Sampling without Replacement#

We begin using sampling without replacement by considering a sample size of \(k\) chosen out of a population of also size \(n=k\). Each possible outcome of a sample is unique (we will be dealing with grouping later). Thus the total number of sequences is like shuffling a card of deck with each cards begin unique,

\[ |\text{sequence of $n$ samples}| = n! \]

The probability of any particular sequence is then,

\[ P(\text{sequence of $n$ samples}) = \frac{1}{n!} \]

Symmetry (between slots)#

Notice that the probability of any particular sequence does not depend on the actual elements in a sequence. Another way to state this is that every sequence has equal chances of occuring. Thus if you were to imagine a sequence of \(n\) slots where each slot can be represented as a random variable \(X_i\) for \(1 \le i \le n\), then notice that any particular \(X_i\) has the probability of being value \(k\) by,

  1. Fixing the value \(k\) on slot \(i\)

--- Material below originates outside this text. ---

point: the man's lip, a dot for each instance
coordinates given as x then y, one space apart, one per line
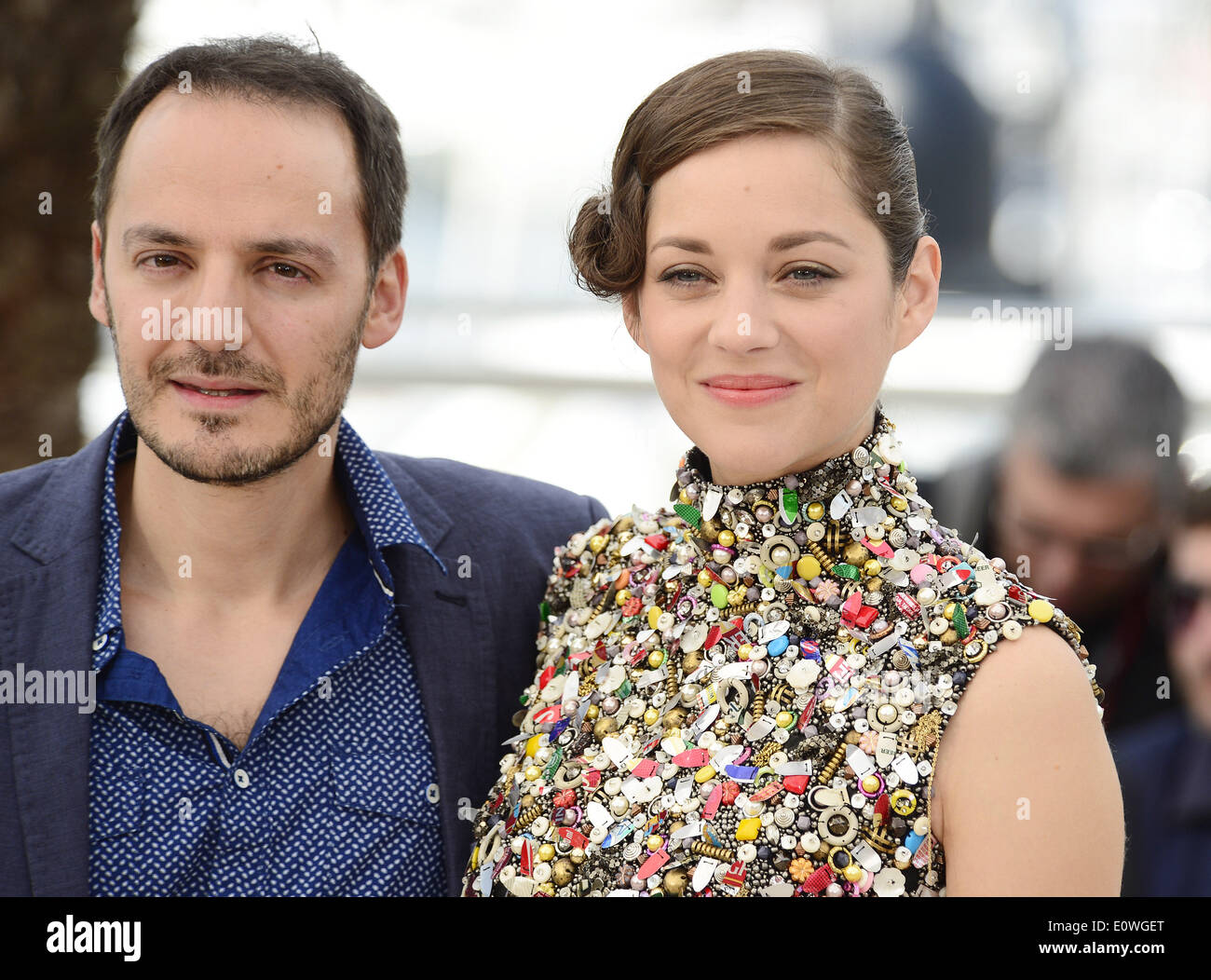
747 382
221 386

  2. Permutate the other slots which has \((n-1)!\) possibilities

\[ P(X_i = k) = \frac{(n-1)!}{n} = \frac{1}{n} \]

Notice that the probability does not depend on the value of \(k\) or the position of the slot \(i\). In addition this implies that given any slot \(i\), all possible outcomes are equally likely to occur at that slot. This type of relation is called symmetry as any slots are not distinguishable from other (i.e., \(X_i\) is distributed the same as \(X_{i+1}\))

You may use this symmetry relation between slots \(i\) in the following ways:

  • The order at which slot occurs does not matter:

    \[ P(X_3, X_{12}) = P(X_1, X_2) \]
    \[ P(X_1, X_2) = P(X_1 \mid X_2) P(X_2) = \frac{1}{n-1} \frac{1}{n} \]

Simple Random Sample#

Sampling without replacement for \(k \le n\) is called a simple random sample (SRS). Succinctly, an SRS creates a sample that is a subset of a finite population.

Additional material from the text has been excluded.